En Syrie, être au plus bas ne signifie pas toucher le fond

Un couple pleure la mort de son enfant à Damas. Depuis le début de l'année, plus de 1000 enfants ont été tués ou blessés dans le conflit syrien, rappelle l'auteur.
Photo: Hamza Al-Ajweh Agence France-Presse Un couple pleure la mort de son enfant à Damas. Depuis le début de l'année, plus de 1000 enfants ont été tués ou blessés dans le conflit syrien, rappelle l'auteur.

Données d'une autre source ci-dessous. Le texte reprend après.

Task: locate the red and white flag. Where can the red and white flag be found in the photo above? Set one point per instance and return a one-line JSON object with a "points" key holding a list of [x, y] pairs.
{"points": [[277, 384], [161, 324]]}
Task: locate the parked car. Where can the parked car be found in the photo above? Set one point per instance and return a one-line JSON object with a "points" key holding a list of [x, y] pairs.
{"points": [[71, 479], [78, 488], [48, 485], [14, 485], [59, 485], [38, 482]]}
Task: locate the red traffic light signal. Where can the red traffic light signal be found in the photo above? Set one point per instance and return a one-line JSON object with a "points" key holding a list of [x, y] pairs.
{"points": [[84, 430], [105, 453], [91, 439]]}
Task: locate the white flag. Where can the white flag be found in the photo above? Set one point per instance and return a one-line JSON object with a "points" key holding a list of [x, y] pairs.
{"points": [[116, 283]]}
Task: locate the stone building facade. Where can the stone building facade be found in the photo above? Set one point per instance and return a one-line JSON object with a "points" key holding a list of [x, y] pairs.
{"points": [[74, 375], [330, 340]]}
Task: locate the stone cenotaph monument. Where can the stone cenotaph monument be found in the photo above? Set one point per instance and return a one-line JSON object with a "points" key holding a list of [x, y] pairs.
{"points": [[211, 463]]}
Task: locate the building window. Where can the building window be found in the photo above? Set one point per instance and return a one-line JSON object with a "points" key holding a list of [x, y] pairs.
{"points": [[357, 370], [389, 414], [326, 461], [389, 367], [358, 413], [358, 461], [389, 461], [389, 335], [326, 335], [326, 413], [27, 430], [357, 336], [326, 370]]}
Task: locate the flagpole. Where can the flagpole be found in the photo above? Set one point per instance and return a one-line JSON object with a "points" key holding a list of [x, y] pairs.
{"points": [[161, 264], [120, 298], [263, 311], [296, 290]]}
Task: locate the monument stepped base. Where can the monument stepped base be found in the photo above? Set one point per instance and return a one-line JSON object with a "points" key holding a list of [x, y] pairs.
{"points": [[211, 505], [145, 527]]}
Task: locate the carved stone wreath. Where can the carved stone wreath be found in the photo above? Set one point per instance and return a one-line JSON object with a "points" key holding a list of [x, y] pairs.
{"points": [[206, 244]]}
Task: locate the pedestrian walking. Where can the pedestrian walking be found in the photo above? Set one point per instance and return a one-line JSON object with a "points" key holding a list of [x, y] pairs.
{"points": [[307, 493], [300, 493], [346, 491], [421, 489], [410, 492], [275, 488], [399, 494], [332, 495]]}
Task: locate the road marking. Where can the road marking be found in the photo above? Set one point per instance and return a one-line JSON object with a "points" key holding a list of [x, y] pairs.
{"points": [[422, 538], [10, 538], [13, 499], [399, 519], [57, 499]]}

Quand nous avons tort, nous devons avoir l’humilité de l’admettre. L’année dernière, l’UNICEF s’est trompée.

Nous vous avons dit que la Syrie avait touché le fond. Qu’avec près de 1000 enfants tués ou mutilés en 2017, le conflit avait atteint des niveaux de souffrance inégalés. Mais nous nous sommes trompés. Parce qu’au cours des deux premiers mois de 2018, les choses se sont aggravées.

Plus de 1000 enfants ont été tués ou blessés depuis le début de l’année. À ce rythme, nous n’osons imaginer à quoi pourrait ressembler le bilan de mortalité infantile à la fin de l’année.

En Syrie, le baril ne semble pas avoir de fond. La crise a pris une ampleur effrayante. Et cette tragédie a fait, après sept ans de guerre, un très grand nombre de victimes parmi les enfants. Alors que le conflit entre dans sa huitième année, les mots nous manquent pour décrire la souffrance qui grandit de jour en jour.

Plus de 13,1 millions de personnes en Syrie ont besoin d’aide humanitaire d’urgence, dont 5,3 millions d’enfants. Les dernières semaines ont été particulièrement dévastatrices. Depuis le début de l’offensive sur la Ghouta orientale le 18 février, près de 600 personnes ont perdu la vie et plus de 2000 ont été blessées. Une résolution du Conseil de sécurité des Nations unies adoptée à l’unanimité prévoyant un cessez-le-feu de 30 jours et un accès de l’aide humanitaire aux régions assiégées n’a eu que peu de retombées. Les convois d’aides multi-agences ont dû se retirer rapidement en raison du pilonnage constant, et n’ont donc pu délivrer toutes les fournitures d’aide essentielles.

Cette guerre ne connaîtra ni vainqueur ni victoire ; trop d’enfants syriens sont déjà morts pour laisser transparaître un semblant de succès pour un parti ou un autre. Il ne restera que ceux qui, au pays, devront raccommoder les morceaux ensanglantés d’une terre ayant volé en éclats.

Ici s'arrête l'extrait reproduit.